What was and what will be

Aynne Valencia
4 min readMar 15, 2021

I love old houses. They are the places where the past and the present converge, where strangers somehow become linked through time with an invisible connection. I am into historic restoration and preservation. With each project, one uncovers a mystery, a story, a curiosity from the past. The renovation of a home turns into an unplanned archeological dig.

Today, while I was doing some work in a backyard, I saw the remnants of what used to be a fountain or a very elaborate bird bath. There were bits of carved concrete buried under thick, unruly, thorny blackberry and the protrusion of a decrepit base, tubing from a water pump.

I found a windchime caught up in overgrown bushes, the beautiful 100-year-old iron horse weathervane under some ivy. The basement has proven to be a wonderland of finds. I found a stash of metal flower buckets, loads of old tools and nails, a jaunty old hat from the 1930s in the basement workshop, and an old radio. I found a handmade tile in a cabinet; it now hangs in the kitchen as it probably did a long time ago when this was someone else’s home. There was a heart-shaped raw amethyst stone buried an inch deep under dirt in a flower bed. How did this get there, I wonder? While moving a box, I found a hidden compartment, and in it was a stash of ancient laundry tools: a rug beater, a washboard, and some very interesting wooden paddles used for hand-agitating the fabric in water. I cleaned and now hang these items proudly in my laundry room. We have not even ventured into the attic yet. Electrical work will eventually get us up there, but we will leave it our anticipated gift for now.

Most of these finds delight me, but some have made me sad—the old stone statue of a sleeping cat with an illegible name carved on it. I think about my beloved little pet, and my heart aches that someday she will no longer run around this yard. She will die, and so will I, like this beloved pet buried almost a century ago by someone who is now also sleeping forever somewhere.

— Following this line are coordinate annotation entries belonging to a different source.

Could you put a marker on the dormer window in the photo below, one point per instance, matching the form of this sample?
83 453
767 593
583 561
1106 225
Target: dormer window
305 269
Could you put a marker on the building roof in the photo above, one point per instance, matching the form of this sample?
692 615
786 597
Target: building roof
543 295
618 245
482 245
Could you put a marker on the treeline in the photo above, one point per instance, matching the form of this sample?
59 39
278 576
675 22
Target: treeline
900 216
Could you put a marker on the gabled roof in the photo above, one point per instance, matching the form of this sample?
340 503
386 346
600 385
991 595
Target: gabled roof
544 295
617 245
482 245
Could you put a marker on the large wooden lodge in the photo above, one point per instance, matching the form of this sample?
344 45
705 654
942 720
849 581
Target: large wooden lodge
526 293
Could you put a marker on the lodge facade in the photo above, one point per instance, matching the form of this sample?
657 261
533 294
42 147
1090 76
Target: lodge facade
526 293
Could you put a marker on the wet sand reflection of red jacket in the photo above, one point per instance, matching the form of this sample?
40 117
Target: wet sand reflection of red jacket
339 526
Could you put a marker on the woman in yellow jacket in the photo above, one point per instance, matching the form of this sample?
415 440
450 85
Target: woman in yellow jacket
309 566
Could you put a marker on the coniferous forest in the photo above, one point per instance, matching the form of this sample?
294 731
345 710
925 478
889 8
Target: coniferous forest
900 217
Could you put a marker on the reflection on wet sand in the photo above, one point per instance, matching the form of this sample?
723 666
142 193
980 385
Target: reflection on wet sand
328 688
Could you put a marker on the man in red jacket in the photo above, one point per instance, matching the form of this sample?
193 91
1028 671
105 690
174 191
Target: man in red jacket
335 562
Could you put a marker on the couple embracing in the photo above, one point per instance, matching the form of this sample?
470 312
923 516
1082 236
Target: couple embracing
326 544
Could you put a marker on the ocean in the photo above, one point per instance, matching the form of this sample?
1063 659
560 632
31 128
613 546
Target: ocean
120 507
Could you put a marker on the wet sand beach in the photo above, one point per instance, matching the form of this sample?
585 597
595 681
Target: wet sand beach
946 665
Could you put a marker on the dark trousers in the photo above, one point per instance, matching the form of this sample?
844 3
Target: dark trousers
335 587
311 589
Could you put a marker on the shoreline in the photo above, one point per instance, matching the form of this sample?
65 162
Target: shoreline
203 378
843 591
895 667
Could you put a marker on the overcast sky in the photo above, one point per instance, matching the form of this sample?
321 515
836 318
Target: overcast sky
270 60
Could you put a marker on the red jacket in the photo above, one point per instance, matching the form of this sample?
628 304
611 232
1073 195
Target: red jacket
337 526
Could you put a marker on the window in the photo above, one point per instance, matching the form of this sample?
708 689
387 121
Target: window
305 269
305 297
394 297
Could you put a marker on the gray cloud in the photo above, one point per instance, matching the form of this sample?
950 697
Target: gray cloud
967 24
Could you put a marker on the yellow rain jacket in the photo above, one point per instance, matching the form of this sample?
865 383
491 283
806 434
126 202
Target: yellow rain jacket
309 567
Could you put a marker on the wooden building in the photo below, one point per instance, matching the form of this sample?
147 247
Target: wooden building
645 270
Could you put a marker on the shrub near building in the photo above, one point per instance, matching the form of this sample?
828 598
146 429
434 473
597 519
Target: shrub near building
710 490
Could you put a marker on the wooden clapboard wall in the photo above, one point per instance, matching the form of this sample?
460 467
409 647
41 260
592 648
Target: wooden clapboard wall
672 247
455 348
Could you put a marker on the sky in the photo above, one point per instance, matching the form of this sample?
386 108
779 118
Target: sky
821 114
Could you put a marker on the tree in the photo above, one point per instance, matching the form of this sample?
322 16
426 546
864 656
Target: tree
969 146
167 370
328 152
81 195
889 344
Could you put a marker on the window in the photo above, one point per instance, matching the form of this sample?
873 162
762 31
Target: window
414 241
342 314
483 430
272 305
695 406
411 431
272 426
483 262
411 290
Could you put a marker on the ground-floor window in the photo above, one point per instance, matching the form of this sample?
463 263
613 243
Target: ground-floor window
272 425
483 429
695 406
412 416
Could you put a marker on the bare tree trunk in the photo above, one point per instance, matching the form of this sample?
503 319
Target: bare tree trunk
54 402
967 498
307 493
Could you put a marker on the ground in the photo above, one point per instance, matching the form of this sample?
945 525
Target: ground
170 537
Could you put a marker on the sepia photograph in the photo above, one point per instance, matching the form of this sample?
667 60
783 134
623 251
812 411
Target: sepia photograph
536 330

Each time I find something, I wonder, who lived here? What did they do? In my mind’s eye, I can almost see the man in his basement workshop, listening to that old radio. What did he do there? How long did he live here?

I think about the person struggling with those cumbersome laundry tools, pulling up her long skirts. What did the yard look like then? Did she pause to listen to the church bells when they ring every hour as I do now? Did she smell the pines, hear the creek and feel the wind and love this place as much as I am starting to?

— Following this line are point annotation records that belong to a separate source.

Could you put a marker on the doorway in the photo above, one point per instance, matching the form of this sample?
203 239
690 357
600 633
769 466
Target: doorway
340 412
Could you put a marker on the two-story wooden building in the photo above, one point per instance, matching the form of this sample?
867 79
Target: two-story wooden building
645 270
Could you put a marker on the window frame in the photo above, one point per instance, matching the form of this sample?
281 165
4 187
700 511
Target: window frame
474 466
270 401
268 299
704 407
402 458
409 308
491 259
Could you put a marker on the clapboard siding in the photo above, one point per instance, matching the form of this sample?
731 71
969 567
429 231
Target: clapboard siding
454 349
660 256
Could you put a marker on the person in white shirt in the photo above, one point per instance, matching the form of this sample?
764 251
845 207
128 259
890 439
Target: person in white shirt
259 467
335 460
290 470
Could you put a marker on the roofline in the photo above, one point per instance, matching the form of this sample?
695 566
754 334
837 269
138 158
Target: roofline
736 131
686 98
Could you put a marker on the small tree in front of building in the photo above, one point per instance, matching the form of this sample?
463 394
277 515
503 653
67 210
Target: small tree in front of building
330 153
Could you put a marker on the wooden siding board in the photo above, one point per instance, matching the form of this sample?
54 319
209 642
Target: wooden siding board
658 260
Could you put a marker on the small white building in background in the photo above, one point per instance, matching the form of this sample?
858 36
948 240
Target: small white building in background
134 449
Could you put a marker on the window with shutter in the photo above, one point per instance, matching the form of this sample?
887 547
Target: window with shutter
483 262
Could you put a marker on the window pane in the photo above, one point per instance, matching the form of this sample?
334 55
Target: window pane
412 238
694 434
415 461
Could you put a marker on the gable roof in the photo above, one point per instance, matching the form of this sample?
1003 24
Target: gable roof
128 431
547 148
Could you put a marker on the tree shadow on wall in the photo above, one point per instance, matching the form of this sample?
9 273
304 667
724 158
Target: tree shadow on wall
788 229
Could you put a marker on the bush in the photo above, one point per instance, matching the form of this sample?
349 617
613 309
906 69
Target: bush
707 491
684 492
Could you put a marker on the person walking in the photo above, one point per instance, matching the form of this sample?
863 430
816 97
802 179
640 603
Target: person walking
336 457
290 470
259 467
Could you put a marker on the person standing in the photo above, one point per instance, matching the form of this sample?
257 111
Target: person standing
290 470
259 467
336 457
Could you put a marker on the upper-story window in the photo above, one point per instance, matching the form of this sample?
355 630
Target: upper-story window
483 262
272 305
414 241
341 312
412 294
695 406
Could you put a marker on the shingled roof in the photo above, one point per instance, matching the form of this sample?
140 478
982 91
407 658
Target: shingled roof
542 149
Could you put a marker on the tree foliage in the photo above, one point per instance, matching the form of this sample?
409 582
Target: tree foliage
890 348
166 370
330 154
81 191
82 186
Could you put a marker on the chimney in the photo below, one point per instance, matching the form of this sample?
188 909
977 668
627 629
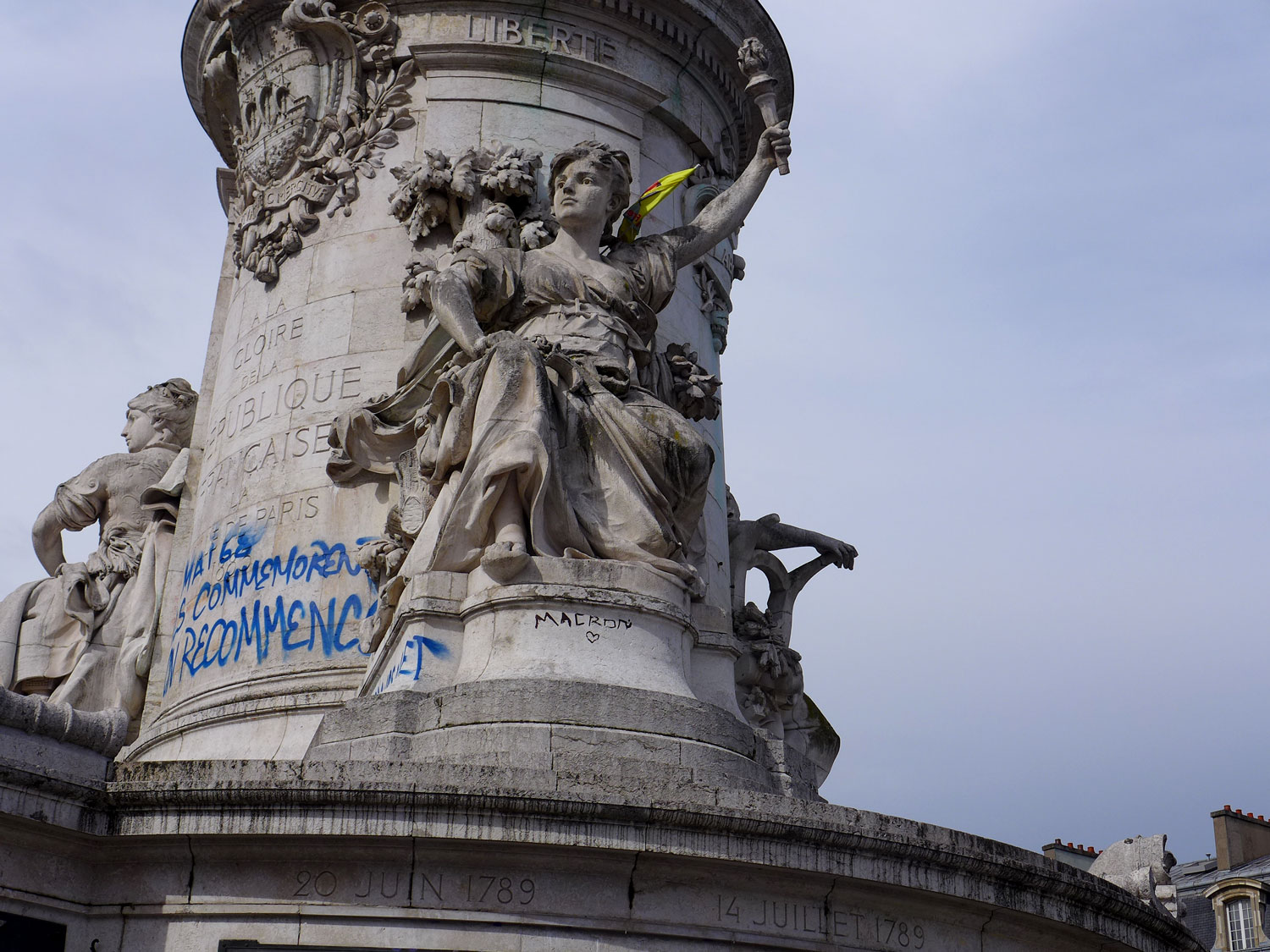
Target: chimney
1079 856
1240 837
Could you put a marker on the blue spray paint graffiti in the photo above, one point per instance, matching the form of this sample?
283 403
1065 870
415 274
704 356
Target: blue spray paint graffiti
409 663
249 625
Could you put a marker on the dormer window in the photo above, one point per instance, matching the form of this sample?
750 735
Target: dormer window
1240 924
1239 906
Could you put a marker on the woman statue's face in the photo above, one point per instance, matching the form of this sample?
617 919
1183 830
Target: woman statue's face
582 193
140 431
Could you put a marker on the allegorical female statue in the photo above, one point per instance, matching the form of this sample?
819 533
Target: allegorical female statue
555 432
65 636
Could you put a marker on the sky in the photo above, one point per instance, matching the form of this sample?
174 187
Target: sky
1005 329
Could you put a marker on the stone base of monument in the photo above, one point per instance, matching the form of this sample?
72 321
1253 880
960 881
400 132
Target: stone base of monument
571 672
358 856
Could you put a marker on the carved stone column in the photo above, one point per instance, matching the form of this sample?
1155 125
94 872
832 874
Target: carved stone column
310 104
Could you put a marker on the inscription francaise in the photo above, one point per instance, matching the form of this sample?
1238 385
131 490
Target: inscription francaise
490 890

I obsess about each restoration detail. I want to match the door stopper on the back door hardware with a replica of the original ones on the front door. I spend hours on the weekend pursuing exterior lighting and then changing my mind. I advocate saving old windows instead of ordering new ones. I order screen doors and then wonder if they are period-appropriate. I daydream about replacing the 1980s-era linoleum and installing beehive tile.

The most significant point of contention is what color to paint the exterior. Painting the exterior of a historic home is a tremendous job and expense. The paint color is not something I am willing to make a mistake. So I stare at paint chips, research colors, and survey the town to see other colors people have in their homes. Today, I banged a rake into the side of the house. Some paint flaked off, and the most lovely celadon green was under it. Choosing the color to paint the house is now so simple. It will be what it was.

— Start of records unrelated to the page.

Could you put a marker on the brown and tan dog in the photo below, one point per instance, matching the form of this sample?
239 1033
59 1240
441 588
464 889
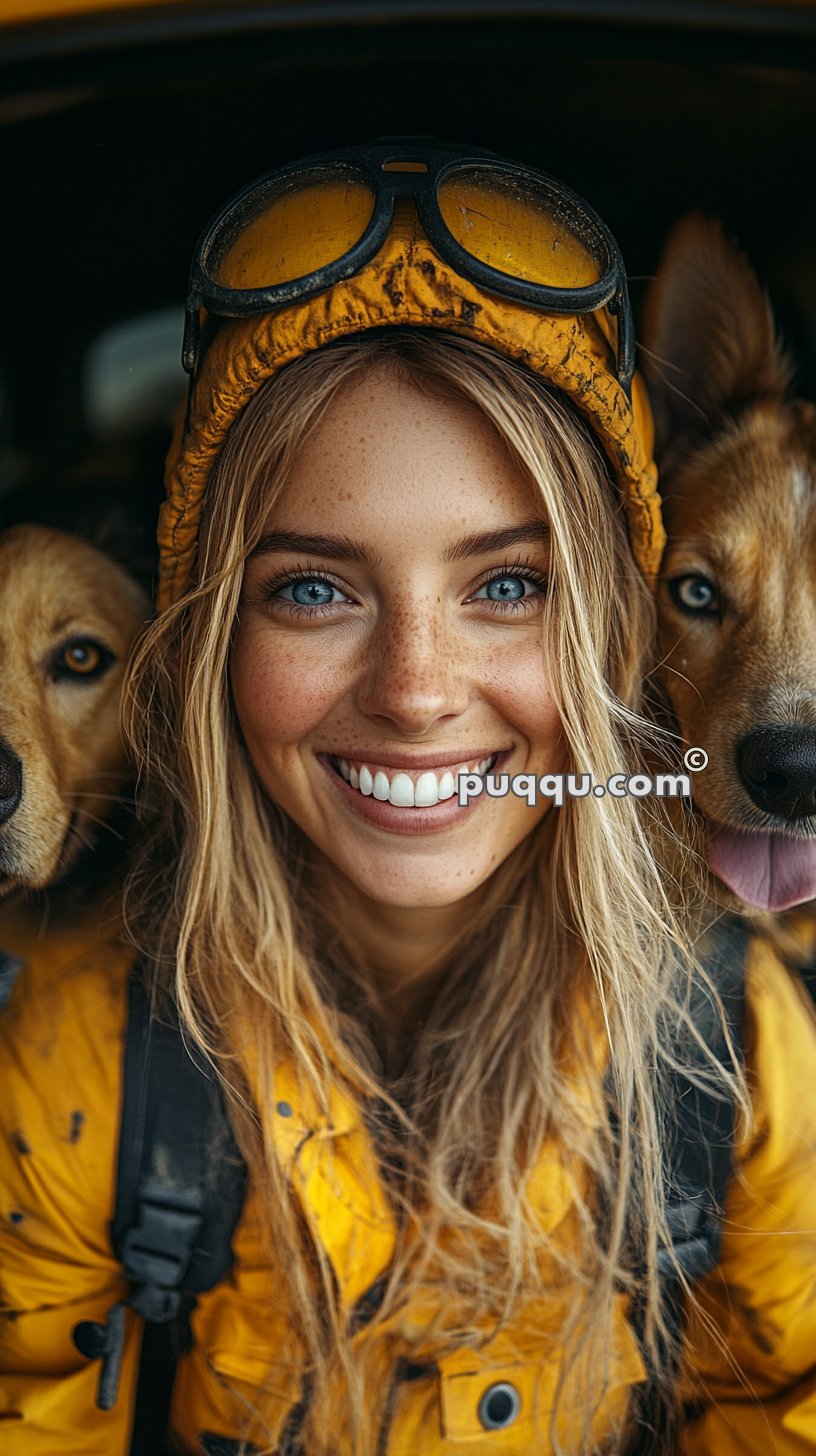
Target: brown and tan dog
69 616
738 584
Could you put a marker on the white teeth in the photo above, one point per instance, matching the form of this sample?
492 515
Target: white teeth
426 791
401 789
446 785
366 782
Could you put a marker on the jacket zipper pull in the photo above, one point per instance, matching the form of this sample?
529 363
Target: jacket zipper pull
104 1343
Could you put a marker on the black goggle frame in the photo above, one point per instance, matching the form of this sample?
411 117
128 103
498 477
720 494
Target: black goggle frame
369 163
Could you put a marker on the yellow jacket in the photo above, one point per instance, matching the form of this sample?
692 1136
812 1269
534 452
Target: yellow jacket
751 1357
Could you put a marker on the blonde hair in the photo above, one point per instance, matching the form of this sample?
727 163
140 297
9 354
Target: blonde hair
579 918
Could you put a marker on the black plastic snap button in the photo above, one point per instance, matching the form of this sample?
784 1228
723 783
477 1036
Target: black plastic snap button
499 1405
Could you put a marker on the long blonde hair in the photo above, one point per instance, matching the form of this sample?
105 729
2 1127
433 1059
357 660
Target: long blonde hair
577 920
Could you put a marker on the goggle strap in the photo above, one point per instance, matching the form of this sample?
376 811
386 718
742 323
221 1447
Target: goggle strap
191 339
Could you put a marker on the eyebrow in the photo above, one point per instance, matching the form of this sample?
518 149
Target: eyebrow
343 548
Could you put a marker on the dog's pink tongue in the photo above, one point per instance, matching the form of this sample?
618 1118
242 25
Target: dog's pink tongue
767 871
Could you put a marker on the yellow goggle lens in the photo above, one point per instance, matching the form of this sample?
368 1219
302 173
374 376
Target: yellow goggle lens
516 230
295 232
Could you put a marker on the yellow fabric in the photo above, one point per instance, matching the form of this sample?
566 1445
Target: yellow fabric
751 1357
405 284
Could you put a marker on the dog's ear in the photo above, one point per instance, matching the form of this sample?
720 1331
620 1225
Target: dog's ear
708 335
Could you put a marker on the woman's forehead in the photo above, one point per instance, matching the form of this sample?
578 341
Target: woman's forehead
391 452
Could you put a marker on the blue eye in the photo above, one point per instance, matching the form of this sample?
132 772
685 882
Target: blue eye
311 591
512 588
504 588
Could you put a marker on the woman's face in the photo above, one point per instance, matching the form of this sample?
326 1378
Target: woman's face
391 632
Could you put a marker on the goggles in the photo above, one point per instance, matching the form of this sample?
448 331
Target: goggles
510 230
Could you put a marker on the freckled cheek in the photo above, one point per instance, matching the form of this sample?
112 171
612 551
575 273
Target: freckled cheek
284 690
520 689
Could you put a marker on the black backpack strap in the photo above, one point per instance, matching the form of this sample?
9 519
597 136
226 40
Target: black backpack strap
10 967
701 1124
179 1190
700 1142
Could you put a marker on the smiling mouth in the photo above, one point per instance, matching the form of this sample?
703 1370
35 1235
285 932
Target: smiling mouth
407 789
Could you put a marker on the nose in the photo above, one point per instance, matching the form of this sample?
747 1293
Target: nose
10 782
778 769
417 671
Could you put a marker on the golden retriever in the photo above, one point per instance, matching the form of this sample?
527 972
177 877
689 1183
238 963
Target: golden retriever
738 584
69 616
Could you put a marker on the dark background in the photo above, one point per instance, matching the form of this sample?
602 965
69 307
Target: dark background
121 133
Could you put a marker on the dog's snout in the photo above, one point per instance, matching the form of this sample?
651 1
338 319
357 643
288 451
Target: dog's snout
778 769
10 782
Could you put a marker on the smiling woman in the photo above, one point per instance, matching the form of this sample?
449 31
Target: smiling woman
407 505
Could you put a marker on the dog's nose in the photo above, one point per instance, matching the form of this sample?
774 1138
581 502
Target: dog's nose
10 782
778 769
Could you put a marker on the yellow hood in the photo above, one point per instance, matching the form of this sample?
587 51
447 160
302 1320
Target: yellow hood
407 284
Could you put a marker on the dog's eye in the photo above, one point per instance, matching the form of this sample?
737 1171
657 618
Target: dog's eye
82 657
695 594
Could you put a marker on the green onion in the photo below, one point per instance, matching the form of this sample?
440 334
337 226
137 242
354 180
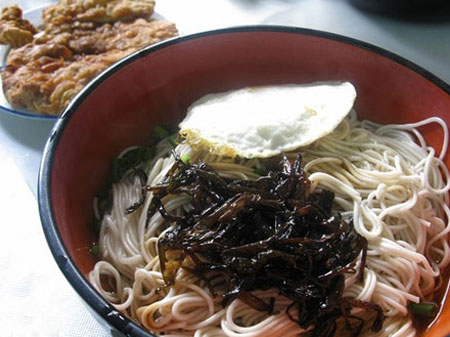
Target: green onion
160 132
95 249
172 141
185 159
260 171
423 309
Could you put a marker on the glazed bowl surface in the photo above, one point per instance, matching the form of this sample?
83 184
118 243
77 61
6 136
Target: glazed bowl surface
154 86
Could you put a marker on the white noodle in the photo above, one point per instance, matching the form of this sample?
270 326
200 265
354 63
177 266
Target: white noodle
385 177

Restoration is not about the latest trends, our personal preferences, or what everyone else is doing. Restoring is about celebrating the home and getting it close to its original state—where the past harmoniously communes with the present and is preserved for the future. We don’t need to tear down walls or add additional floors to leave our mark on this space. We do it with each seed we plant, each layer of paint we go, each nail we hammer, each tiny bit of glitter that absently falls from a birthday card. We do it with the love and care we take with being stewards and respecting history. Preserving beauty and history is a gift to the future. We were here, just as the others who painted this house were, and the next person who finds this home’s treasures will be.